Continuing through the Reinhart-Rogoff paper I mentioned yesterday, I came across this amazing figure which shows the average inflation rate across all the countries in their sample back to 1500! It's great to have datasets that cross over back into the pre-industrial era.
Prior to the early 1800s, the world was largely pre-industrial (the Watt steam engine was invented in 1775, the first practical steamboat came in 1802, and the Stockton and Darlington railway opened in 1825). Pre-industrial societies produced a very small economic/energy surplus, and grew very slowly. During this era, inflation was on average a few percent, with broad fluctuations.
Once fossil fuel powered industry became widespread, economies could and did grow a lot faster. It appears to have been a little difficult to grow the money supply fast enough under the circumstance - inflation is noticeably lower in the nineteenth century: under 2% almost all the time, with several decade-long deflations in the mix.

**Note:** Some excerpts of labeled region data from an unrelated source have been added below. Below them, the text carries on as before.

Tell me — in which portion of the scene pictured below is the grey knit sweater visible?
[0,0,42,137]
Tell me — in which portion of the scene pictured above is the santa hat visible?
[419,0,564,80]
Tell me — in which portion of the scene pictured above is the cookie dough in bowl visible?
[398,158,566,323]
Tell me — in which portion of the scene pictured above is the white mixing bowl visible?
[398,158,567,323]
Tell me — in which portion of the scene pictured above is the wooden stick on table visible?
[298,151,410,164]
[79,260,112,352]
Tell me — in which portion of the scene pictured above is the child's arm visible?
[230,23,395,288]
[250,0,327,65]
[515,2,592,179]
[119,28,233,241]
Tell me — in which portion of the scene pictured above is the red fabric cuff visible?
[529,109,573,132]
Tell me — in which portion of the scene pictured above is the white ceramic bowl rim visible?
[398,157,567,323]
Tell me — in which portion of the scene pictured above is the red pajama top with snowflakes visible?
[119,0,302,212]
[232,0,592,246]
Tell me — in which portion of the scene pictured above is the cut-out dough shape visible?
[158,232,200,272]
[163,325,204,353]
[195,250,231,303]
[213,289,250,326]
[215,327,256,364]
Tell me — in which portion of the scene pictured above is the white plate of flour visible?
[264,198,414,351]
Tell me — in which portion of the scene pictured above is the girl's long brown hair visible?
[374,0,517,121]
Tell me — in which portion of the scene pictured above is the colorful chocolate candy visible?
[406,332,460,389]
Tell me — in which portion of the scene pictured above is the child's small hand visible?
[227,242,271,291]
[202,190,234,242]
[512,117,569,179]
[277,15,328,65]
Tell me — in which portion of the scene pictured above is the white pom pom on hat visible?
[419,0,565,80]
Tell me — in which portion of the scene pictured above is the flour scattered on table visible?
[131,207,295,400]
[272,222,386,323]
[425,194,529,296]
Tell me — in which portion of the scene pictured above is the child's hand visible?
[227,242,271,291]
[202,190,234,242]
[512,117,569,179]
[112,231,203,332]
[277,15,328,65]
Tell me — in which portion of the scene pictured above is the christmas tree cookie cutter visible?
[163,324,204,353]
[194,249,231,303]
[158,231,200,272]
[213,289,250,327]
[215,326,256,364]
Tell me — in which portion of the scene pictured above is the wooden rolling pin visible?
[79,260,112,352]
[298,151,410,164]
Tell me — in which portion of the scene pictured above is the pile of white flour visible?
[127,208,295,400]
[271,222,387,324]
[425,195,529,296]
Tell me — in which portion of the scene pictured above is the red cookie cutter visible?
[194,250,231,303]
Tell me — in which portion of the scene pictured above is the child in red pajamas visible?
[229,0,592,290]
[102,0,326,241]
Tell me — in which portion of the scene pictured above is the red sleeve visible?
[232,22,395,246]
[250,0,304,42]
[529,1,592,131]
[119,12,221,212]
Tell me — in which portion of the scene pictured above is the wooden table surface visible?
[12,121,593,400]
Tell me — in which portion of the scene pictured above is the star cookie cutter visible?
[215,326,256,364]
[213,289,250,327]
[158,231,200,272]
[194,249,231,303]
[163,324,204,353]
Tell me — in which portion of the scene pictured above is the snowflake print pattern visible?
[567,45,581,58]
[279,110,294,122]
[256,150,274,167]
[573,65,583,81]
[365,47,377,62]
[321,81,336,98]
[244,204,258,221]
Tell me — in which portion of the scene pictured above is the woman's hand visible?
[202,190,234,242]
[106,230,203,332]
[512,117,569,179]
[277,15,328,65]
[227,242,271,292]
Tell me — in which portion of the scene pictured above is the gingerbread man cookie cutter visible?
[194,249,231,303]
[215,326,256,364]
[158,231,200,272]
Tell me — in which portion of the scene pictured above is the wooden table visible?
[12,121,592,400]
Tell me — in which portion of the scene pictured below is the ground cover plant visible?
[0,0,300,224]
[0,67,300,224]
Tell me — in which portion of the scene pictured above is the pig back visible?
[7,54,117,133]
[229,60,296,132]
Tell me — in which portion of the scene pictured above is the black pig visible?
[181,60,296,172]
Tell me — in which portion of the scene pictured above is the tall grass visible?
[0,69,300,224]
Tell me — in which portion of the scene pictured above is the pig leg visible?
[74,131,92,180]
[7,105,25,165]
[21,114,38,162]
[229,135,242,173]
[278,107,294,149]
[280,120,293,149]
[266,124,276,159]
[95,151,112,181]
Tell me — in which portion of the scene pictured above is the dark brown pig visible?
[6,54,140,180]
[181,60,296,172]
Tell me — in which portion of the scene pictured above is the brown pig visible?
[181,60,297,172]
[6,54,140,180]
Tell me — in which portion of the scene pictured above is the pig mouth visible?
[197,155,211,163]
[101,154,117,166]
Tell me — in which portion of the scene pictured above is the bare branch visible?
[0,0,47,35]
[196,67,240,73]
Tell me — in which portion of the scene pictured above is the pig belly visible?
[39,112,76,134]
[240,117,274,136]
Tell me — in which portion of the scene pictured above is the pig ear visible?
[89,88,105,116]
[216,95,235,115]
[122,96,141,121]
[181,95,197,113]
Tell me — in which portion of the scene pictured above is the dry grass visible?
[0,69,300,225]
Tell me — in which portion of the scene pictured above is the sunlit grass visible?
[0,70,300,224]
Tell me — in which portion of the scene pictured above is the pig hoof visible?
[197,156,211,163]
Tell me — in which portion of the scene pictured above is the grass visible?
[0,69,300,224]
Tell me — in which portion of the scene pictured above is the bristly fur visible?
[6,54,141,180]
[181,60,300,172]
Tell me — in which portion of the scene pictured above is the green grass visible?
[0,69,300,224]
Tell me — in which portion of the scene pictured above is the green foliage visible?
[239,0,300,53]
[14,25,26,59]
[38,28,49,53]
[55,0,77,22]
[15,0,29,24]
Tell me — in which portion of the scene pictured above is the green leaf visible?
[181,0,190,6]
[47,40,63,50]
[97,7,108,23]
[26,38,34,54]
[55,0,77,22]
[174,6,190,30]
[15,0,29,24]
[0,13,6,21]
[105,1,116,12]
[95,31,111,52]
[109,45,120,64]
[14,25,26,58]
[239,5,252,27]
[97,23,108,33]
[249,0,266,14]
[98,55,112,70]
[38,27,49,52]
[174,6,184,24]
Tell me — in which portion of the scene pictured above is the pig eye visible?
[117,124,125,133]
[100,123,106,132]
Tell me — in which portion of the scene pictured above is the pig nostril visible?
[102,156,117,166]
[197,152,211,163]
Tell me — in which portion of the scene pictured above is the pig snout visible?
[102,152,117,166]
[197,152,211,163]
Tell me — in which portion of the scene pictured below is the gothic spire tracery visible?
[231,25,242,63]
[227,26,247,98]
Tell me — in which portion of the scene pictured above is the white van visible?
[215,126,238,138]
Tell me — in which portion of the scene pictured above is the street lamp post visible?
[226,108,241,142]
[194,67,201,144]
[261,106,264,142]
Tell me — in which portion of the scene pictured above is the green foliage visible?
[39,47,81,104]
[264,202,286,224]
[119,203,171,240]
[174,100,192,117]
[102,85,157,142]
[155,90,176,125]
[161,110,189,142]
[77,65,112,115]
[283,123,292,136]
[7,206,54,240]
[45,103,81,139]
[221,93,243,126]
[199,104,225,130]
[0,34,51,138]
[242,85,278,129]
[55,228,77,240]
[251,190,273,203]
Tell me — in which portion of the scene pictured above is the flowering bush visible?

Then in the twentieth century, we see the widespread use of fiat currency, which can (as long as you don't let all the banks collapse as in the great depression) generally maintain some minimum inflation rate. The drawback, also clear in the data, is that it allows stressed-out or profligate government to inflate much faster than pre-industrial governments ever could (back in the day that one had to physically melt the old currency down and re-issue the debased version).